Describing the torments and suicide of poor mad Aqua (the twin sister of Van's, Ada's and Lucette's mother Marina), Van Veen (the narrator and main character in VN’s novel Ada, 1969) says that Aqua's last note was signed My sister's sister who teper' iz ada (now is out of hell):
Her last note, found on her and addressed to her husband and son, might have come from the sanest person on this or that earth.
Aujourd’hui (heute-toity!) I, this eye-rolling toy, have earned the psykitsch right to enjoy a landparty with Herr Doktor Sig, Nurse Joan the Terrible, and several ‘patients,’ in the neighboring bor (piney wood) where I noticed exactly the same skunk-like squirrels, Van, that your Darkblue ancestor imported to Ardis Park, where you will ramble one day, no doubt. The hands of a clock, even when out of order, must know and let the dumbest little watch know where they stand, otherwise neither is a dial but only a white face with a trick mustache.
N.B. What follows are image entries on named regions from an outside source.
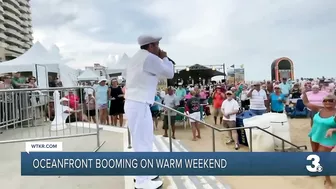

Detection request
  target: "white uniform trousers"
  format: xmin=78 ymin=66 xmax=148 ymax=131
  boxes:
xmin=124 ymin=100 xmax=154 ymax=184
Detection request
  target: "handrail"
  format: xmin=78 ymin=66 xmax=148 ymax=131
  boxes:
xmin=142 ymin=102 xmax=307 ymax=152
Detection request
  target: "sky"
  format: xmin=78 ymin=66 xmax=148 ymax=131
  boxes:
xmin=30 ymin=0 xmax=336 ymax=80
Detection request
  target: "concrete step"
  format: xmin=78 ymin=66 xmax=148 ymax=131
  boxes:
xmin=125 ymin=136 xmax=230 ymax=189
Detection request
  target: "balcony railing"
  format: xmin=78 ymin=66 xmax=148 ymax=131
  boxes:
xmin=6 ymin=45 xmax=25 ymax=54
xmin=6 ymin=28 xmax=24 ymax=39
xmin=3 ymin=2 xmax=21 ymax=15
xmin=4 ymin=8 xmax=22 ymax=23
xmin=7 ymin=0 xmax=20 ymax=8
xmin=5 ymin=19 xmax=22 ymax=31
xmin=6 ymin=37 xmax=23 ymax=47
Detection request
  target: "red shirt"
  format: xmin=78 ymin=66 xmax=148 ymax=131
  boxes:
xmin=65 ymin=94 xmax=79 ymax=110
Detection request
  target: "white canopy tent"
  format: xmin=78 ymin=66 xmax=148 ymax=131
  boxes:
xmin=0 ymin=42 xmax=78 ymax=88
xmin=77 ymin=69 xmax=100 ymax=81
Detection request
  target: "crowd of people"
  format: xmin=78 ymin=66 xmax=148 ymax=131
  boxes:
xmin=0 ymin=33 xmax=336 ymax=188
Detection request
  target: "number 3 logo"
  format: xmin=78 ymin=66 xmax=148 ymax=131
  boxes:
xmin=306 ymin=154 xmax=323 ymax=173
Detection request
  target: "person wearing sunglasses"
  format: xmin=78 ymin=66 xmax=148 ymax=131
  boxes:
xmin=302 ymin=93 xmax=336 ymax=189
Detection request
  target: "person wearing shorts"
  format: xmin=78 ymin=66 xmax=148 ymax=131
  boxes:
xmin=150 ymin=95 xmax=161 ymax=130
xmin=187 ymin=91 xmax=201 ymax=141
xmin=95 ymin=79 xmax=108 ymax=124
xmin=221 ymin=91 xmax=239 ymax=150
xmin=212 ymin=86 xmax=225 ymax=125
xmin=85 ymin=92 xmax=96 ymax=123
xmin=163 ymin=87 xmax=180 ymax=139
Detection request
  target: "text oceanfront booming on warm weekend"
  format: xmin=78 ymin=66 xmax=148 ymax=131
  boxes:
xmin=33 ymin=158 xmax=227 ymax=169
xmin=21 ymin=152 xmax=336 ymax=176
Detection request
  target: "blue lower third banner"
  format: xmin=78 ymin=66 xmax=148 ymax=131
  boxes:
xmin=21 ymin=152 xmax=336 ymax=176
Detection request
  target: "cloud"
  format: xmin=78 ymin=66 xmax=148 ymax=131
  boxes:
xmin=31 ymin=0 xmax=336 ymax=80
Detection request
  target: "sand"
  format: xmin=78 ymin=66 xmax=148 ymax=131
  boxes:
xmin=155 ymin=116 xmax=336 ymax=189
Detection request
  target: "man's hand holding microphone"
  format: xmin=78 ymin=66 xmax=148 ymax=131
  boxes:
xmin=158 ymin=49 xmax=167 ymax=59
Similarly, chelovek (human being) must know where he stands and let others know, otherwise he is not even a klok (piece) of a chelovek, neither a he, nor she, but ‘a tit of it’ as poor Ruby, my little Van, used to say of her scanty right breast. I, poor Princesse Lointaine, très lointaine by now, do not know where I stand. Hence I must fall. So adieu, my dear, dear son, and farewell, poor Demon, I do not know the date or the season, but it is a reasonably, and no doubt seasonably, fair day, with a lot of cute little ants queuing to get at my pretty pills.
[Signed] My sister’s sister who teper’
iz ada (‘now is out of hell’)
‘If we want life’s sundial to show its hand,’ commented Van, developing the metaphor in the rose garden of Ardis Manor at the end of August, 1884, ‘we must always remember that the strength, the dignity, the delight of man is to spite and despise the shadows and stars that hide their secrets from us. Only the ridiculous power of pain made her surrender. And I often think it would have been so much more plausible, esthetically, ecstatically, Estotially speaking — if she were really my mother.’ (1.3)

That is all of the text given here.